Ironically, according
to a report on the controversy from Americans for Medical Progress, BUAV
and other UK antivivisection opponents “have been lobbying for a Freedom
of Information Act that would require full disclosure of pueblo and private
information about research.”

BUAV could set
an example for the researchers and fully disclose the results of the investigation
into Harlan as well as the results of previous investigations which went
unpublished at BUAVÂ’s request.

Sources:

Activists ‘fabricated cruelty evidence’. Jill Sherman, The Times (UK), March
9, 2000.

UK activists accused of fabricating cruelty
charges. Americans for Medical Progress News, March 9, 2000.

Procter and Gamble Abandons Animal Testing, But Activists Still Not Satisfied

Procter and Gamble recently announced that it would end all animal tests on
all “current beauty, fabric and home care, and paper products.” That
decision was initially hailed by some animal rights groups such as People for
the Ethical Treatment of Animals, which tried to take credit for P&G’s
decision.

In Defense of Animals suggested, however, that the whole thing might be a sham.
In a response to P&G, IDA’s Elliot Katz said,

It has been their [Procter & Gamble’s] competitive nature in the
past that has led to enormous suffering, and it is inherent corporate greed
that is allowing them to continue torturing animals on future products. There
is always apprehension that such grand statements are made for public relations
reasons as opposed to concern and compassion for the animals. Because they
have been disingenuous in the past, there is reason to be leery now.

The sticking point seems to be Procter & Gamble’s apparent intention
to test new ingredients and new products formed from old ingredients on animals.
The proposed solution offered by some animal rights activists is typical of
these groups’ mentality. The British Union for the Abolition of Vivisection
suggested in a press release that, “P&G [should] wash their hands of
animal testing for good by using only combinations of the thousands of ingredients
already proven safe, which do not necessitate further animal testing.”

Will transplant recipients be less than human?

Animal rights activists seem to
be increasingly desperate in their fight against Xenotransplantation
the transplanting of organs and tissues from animals into human beings.
First, they argued such transplantation simply wouldn’t work.
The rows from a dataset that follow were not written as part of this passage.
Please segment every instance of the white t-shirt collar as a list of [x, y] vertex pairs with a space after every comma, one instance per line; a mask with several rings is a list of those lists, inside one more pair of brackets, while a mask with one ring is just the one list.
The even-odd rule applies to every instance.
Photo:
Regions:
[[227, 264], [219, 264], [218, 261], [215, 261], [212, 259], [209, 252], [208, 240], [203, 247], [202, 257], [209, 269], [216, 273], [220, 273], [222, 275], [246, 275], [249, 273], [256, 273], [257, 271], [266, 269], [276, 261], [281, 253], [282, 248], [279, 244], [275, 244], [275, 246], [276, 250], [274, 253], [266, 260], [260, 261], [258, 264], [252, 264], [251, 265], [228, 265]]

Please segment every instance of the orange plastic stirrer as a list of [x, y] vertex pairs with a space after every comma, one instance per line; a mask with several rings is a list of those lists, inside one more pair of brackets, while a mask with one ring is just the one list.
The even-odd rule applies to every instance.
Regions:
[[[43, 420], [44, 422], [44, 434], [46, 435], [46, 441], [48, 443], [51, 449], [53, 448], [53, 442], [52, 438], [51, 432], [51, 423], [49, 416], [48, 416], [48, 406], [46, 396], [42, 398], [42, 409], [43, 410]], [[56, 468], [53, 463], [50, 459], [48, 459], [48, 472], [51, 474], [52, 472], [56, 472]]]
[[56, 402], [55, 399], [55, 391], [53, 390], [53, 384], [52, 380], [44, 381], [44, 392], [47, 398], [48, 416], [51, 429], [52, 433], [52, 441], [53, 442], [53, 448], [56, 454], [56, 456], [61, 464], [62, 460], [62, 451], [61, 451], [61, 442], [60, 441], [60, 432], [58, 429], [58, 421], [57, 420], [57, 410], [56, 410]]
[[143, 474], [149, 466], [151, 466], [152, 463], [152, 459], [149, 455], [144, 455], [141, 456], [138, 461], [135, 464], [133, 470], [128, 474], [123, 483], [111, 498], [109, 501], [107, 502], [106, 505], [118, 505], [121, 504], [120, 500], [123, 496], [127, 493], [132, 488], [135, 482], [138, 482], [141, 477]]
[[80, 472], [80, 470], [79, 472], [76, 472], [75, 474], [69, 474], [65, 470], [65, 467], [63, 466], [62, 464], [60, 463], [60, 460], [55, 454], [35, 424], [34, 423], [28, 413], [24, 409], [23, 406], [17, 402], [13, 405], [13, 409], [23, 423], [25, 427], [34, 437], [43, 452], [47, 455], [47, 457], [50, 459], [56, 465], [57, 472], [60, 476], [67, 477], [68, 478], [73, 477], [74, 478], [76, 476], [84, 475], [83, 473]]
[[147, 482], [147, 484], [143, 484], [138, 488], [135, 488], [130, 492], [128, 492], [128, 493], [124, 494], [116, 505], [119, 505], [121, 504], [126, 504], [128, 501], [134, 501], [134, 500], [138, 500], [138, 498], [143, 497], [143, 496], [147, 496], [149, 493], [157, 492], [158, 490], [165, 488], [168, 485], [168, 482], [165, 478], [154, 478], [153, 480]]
After
that argument failed, they argued there were enormous dangers of passing
diseases between animals and humans. Now that the evidence indicates this
risk is minimal, the activists are pulling out the big guns in their rhetorical
grab bag – people who receive animal organs aren’t really human.

According to Gill Langley, who
co-wrote a recent report on xenotransplantation for the
British Union for the Abolition of Vivisection and Compassion in World Farming, “The
human xenotransplantation patient will become a literal chimera. It sounds
like scare-mongering, but let me assure you that the word chimera is being
used by xenotransplant scientists.”

Scare-mongering? From an animal rights
activist?

If the thought of being less than
human isn’t enough, Langley’s report warns that patients whose
lives are saved by these new technologies (which he still claims won’t
work) could face unknown psychological consequences.

So this is the justification
that animal rights activists are going to present to the 50,000 people
in Europe alone who are waiting to receive organs? Xenotransplantation
must be stopped to prevent those dying individuals from becoming less
than human and suffering the attendant psychological side effects. Better
dead than depressed?

Source:

Activists say animal transplants make us less human. Reuters, October 13, 1998.